Optimize GitHub API call volume to prevent secondary rate limits

## Problem

During pipeline runs with heavy GitHub interaction (posting inline review-pr comments, responding via resolve-review, and PR operations), we've hit GitHub's secondary rate limits (403/429 responses). Issue #892 addressed token fallback and retry resilience, but the root cause — **excessive API call volume** — was never addressed.

## Context: GitHub Secondary Rate Limits

Per [GitHub docs](https://docs.github.com/en/rest/using-the-rest-api/best-practices-for-using-the-rest-api):

- **80 content-generating requests per minute** (broader than just POST/PATCH/PUT/DELETE — includes any content-generating action)
- **900 points/minute** for REST, **2000 points/minute** for GraphQL
- Mutating requests cost **5 points each** (REST POST/PATCH/PUT/DELETE and GraphQL mutations)
- GET/HEAD/OPTIONS cost **1 point each**; GraphQL queries (no mutations) cost **1 point**
- **Recommended**: wait at least 1 second between POST/PATCH/PUT/DELETE operations (not a hard rule, but violating increases secondary rate limit risk)
- Requests should be **serialized, not concurrent**
- Use **conditional requests** (ETags/If-Modified-Since) for repeated GETs — 304 responses don't count against primary limits (note: ETags only work on REST GET requests, NOT on GraphQL POST endpoints)
- No more than 100 concurrent requests allowed
- **GraphQL aliases count as 1 request** — a single GraphQL request with N mutation aliases costs 5 points total, not N×5. This makes alias-based batching extremely high-leverage.

## Audit Results: Skills by API Call Volume

A full audit of all skills' GitHub API usage was performed and **independently validated against the codebase**. Here are the findings:

### Zero API Call Skills (no concern)
These skills read only local files (sessions.jsonl, Channel B JSONL, plan files, source code):
- `audit-bugs`, `audit-friction`, `audit-arch`, `audit-cohesion`
- `audit-gaps-gap-plan`, `audit-gaps-gap-review`, `audit-gaps-synthesize`

### Low API Call Skills (minimal concern)
These skills make a small number of GitHub API calls (issue list/view) but are not rate-limit-sensitive:
- `dry-walkthrough` — `gh issue list` for context gathering
- `implement-worktree`, `implement-worktree-no-merge` — occasional `gh` for issue references
- `validate-audit` — `gh issue list --state all --search`
- `diagnose-ci` — `gh api .../actions/runs/.../jobs` + `gh api .../actions/jobs/.../logs`

### High-Volume Skills (primary concern)

#### review-pr — ~10-50 API calls per PR
| Call | Count | Points |
|------|-------|--------|
| `gh api user -q .login` | 1 | 1 |
| `gh pr list --head` | 1 | 1 |
| GraphQL `reviewThreads(first:100)` | 1 | 1 |
| `gh pr diff` | 1 | 1 |
| `gh repo view` | 1 | 1 |
| `gh pr view` (headRefName/baseRefName) | 1 | 1 |
| `gh api compare/{base}...{head}` | 1 | 1 |
| `gh pr view --json files` | 1 | 1 |
| **POST** `/pulls/{N}/reviews` (batch inline comments) | 1 | 5 |
| **POST** `/pulls/{N}/comments` (Tier 1 fallback, per-finding) | 0-N | 5 each |
| `gh pr review --approve\|--request-changes` | 1 | 5 |

**Current state**: The primary path (Step 6) already uses the batch endpoint `POST /pulls/{N}/reviews` with a `comments[]` array.
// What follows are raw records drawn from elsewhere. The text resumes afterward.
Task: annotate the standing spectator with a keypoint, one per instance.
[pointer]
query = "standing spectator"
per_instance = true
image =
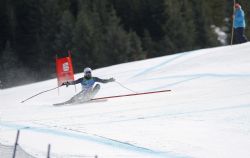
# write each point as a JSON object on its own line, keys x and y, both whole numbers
{"x": 239, "y": 24}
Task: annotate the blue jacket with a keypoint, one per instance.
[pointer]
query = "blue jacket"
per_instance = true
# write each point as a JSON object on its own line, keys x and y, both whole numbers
{"x": 239, "y": 18}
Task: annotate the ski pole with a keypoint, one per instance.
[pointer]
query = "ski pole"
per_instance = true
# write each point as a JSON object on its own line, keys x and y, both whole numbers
{"x": 126, "y": 87}
{"x": 40, "y": 93}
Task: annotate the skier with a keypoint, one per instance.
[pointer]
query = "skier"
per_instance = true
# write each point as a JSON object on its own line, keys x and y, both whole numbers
{"x": 239, "y": 24}
{"x": 87, "y": 82}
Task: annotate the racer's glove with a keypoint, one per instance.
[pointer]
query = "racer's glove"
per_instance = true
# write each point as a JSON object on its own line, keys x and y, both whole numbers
{"x": 111, "y": 80}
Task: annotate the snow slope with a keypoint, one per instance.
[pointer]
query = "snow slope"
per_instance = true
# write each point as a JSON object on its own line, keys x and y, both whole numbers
{"x": 206, "y": 115}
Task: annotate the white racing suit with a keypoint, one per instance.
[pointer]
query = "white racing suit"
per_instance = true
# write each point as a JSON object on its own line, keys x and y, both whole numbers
{"x": 88, "y": 89}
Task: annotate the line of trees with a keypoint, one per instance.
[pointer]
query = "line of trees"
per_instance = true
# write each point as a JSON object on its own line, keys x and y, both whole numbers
{"x": 102, "y": 32}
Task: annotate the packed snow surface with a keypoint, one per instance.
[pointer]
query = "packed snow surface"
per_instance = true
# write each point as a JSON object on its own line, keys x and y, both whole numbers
{"x": 206, "y": 114}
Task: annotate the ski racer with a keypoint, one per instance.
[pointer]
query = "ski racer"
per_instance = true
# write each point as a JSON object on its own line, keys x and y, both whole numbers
{"x": 88, "y": 88}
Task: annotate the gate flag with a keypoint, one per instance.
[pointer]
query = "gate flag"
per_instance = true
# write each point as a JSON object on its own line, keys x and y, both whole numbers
{"x": 64, "y": 69}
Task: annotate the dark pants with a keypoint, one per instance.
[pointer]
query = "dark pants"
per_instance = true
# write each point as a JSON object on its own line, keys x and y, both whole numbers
{"x": 239, "y": 35}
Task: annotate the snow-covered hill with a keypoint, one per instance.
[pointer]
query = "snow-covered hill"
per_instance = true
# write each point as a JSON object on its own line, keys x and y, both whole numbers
{"x": 206, "y": 115}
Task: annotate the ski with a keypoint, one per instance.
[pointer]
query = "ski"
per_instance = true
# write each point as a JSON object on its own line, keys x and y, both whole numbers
{"x": 132, "y": 94}
{"x": 81, "y": 102}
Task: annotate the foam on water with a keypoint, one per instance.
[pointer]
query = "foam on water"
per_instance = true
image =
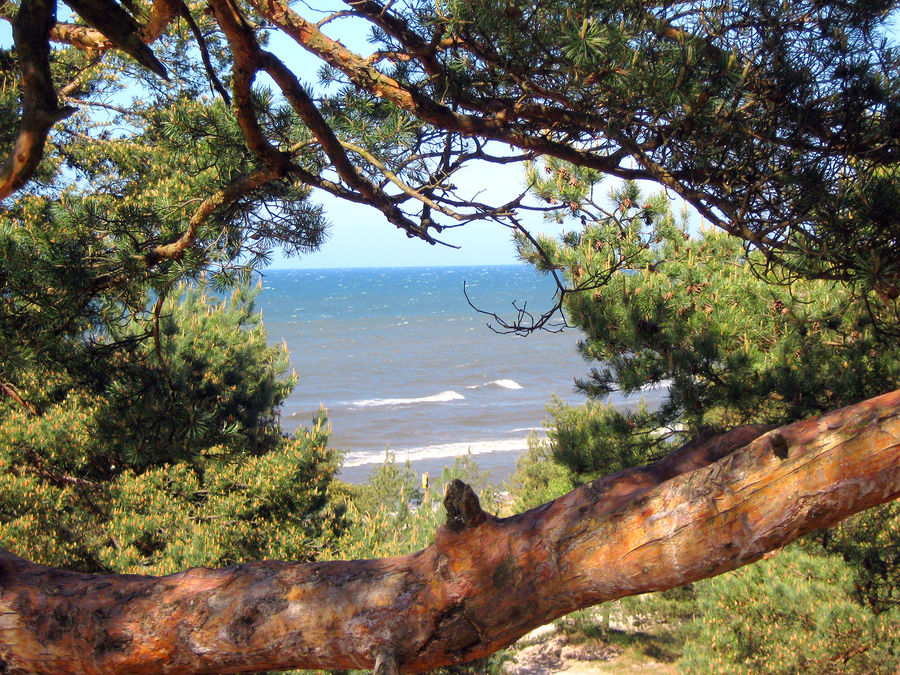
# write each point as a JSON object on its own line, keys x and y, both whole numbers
{"x": 440, "y": 451}
{"x": 443, "y": 397}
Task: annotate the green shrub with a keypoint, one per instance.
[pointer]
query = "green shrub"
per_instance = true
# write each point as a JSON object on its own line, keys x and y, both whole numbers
{"x": 793, "y": 613}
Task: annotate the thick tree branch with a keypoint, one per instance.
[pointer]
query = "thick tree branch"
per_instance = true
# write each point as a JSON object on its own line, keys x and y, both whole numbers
{"x": 710, "y": 507}
{"x": 40, "y": 109}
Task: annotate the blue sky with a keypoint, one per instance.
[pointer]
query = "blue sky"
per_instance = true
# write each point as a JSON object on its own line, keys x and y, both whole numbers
{"x": 360, "y": 236}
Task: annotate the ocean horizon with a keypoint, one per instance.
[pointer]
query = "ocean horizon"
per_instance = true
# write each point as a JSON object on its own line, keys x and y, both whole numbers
{"x": 403, "y": 364}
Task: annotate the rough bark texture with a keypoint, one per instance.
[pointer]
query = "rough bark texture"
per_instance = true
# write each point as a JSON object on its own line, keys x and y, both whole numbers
{"x": 708, "y": 508}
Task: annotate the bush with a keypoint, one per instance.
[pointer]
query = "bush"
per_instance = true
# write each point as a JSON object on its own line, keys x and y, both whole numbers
{"x": 793, "y": 613}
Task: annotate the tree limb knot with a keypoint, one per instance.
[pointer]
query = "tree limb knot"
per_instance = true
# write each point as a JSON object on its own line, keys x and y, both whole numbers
{"x": 462, "y": 506}
{"x": 387, "y": 663}
{"x": 779, "y": 445}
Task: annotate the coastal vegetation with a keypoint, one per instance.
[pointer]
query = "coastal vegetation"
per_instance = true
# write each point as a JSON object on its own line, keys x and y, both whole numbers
{"x": 159, "y": 152}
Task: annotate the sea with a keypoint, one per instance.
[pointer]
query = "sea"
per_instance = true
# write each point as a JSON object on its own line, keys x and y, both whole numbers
{"x": 403, "y": 364}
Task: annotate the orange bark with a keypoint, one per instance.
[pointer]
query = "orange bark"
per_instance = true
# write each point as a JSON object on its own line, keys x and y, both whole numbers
{"x": 708, "y": 508}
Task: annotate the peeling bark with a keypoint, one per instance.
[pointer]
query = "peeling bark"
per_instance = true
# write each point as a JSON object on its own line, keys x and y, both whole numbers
{"x": 710, "y": 507}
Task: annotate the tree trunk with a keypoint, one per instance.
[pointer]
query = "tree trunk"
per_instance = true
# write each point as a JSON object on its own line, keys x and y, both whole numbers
{"x": 710, "y": 507}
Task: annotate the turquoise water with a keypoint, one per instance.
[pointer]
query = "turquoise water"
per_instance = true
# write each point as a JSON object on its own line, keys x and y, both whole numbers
{"x": 402, "y": 362}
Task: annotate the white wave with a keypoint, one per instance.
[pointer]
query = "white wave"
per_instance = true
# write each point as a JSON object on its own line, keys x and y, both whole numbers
{"x": 443, "y": 397}
{"x": 506, "y": 384}
{"x": 654, "y": 386}
{"x": 503, "y": 384}
{"x": 444, "y": 450}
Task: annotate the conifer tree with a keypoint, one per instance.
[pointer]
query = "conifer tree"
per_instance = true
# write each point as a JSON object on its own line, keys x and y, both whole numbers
{"x": 729, "y": 345}
{"x": 160, "y": 142}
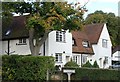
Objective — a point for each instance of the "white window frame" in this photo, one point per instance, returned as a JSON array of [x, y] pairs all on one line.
[[85, 44], [58, 57], [60, 36], [22, 41], [84, 59], [75, 59], [104, 43], [106, 59]]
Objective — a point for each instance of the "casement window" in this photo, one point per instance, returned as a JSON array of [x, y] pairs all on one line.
[[85, 43], [60, 36], [84, 59], [58, 57], [75, 59], [104, 43], [22, 41], [73, 42], [106, 60]]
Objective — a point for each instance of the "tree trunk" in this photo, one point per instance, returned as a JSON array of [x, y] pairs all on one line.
[[35, 43]]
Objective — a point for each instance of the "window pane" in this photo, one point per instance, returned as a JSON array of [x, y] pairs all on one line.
[[104, 43], [24, 40], [20, 40], [60, 36], [58, 57]]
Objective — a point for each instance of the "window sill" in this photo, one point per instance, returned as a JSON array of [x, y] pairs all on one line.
[[58, 62], [21, 44]]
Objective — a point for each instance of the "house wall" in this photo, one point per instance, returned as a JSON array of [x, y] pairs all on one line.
[[60, 47], [51, 47], [101, 52], [15, 48], [116, 56]]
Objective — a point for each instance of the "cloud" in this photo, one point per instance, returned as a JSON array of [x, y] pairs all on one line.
[[107, 1]]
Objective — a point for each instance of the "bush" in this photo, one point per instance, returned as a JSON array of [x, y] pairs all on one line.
[[16, 67], [87, 64], [71, 64], [95, 65]]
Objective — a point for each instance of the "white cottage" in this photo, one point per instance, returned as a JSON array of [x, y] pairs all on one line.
[[93, 43], [115, 54]]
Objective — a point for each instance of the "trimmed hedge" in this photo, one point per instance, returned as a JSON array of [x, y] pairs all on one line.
[[94, 74], [19, 67]]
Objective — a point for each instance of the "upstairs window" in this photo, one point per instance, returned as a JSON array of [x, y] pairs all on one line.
[[58, 57], [85, 44], [60, 36], [84, 59], [22, 41], [104, 43], [75, 59], [73, 42]]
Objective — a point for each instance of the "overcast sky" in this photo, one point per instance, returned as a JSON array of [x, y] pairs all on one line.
[[104, 5]]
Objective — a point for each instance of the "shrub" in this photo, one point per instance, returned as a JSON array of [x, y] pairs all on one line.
[[87, 64], [16, 67], [71, 64], [95, 65]]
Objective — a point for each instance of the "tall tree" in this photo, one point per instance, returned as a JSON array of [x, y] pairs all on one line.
[[112, 23], [45, 17]]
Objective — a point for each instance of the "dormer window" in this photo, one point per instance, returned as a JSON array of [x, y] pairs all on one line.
[[85, 43], [104, 43], [60, 36]]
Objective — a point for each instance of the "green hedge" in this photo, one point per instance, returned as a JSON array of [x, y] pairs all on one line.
[[18, 67], [94, 74]]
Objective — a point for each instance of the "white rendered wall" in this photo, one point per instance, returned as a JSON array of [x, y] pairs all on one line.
[[17, 49], [60, 47], [116, 56]]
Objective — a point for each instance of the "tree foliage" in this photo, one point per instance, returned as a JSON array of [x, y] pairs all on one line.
[[112, 23], [95, 65], [44, 17], [87, 64], [71, 64]]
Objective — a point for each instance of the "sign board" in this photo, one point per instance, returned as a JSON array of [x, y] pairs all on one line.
[[68, 71]]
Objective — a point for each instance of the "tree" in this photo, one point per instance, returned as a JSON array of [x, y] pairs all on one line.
[[71, 64], [87, 64], [111, 21], [45, 17]]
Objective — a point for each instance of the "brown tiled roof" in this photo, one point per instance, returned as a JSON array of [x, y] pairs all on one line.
[[116, 48], [93, 32], [17, 29], [80, 36]]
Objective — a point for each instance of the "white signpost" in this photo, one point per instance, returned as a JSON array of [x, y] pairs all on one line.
[[69, 72]]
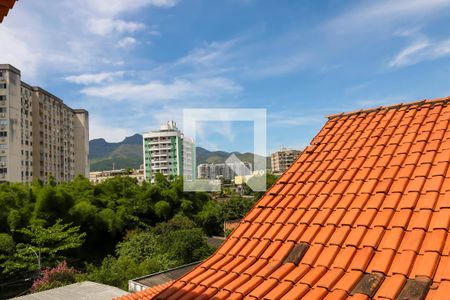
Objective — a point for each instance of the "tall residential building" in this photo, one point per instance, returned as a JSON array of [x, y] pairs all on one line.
[[169, 152], [224, 170], [283, 159], [40, 136]]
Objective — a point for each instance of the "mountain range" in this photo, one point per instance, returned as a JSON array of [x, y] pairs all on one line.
[[128, 154]]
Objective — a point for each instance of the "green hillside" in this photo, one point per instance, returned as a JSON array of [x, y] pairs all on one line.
[[128, 154]]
This is correct.

**Problem**: The Tier 1 fallback (triggered when the batch POST fails) posts each finding individually via `POST /pulls/{N}/comments` — each costing 5 points. With 20 findings, that's 100 points in rapid succession with zero delay between calls.

#### Fallback trigger analysis (validated against 57 session logs)

The Tier 1 fallback fires in **~9% of runs** (5/57 sessions). Two distinct causes were observed:

**Cause A — Own-PR `REQUEST_CHANGES` 422 (3/5 sessions):** The bot always reviews its own PRs (standard deployment model), so GitHub rejects `event: REQUEST_CHANGES` with HTTP 422 `"Review Cannot request changes on your own pull request"`. The SKILL.md instructs retry with `event: COMMENT`, but in some cases the model falls through to Tier 1 anyway. Since own-PR review is the **expected default**, this trigger is not an edge case — the `REQUEST_CHANGES` → `COMMENT` retry path must be hardened so it reliably succeeds without falling through to Tier 1. (Future deployments may review other users' PRs, where `REQUEST_CHANGES` would be valid, so the event logic should remain flexible.)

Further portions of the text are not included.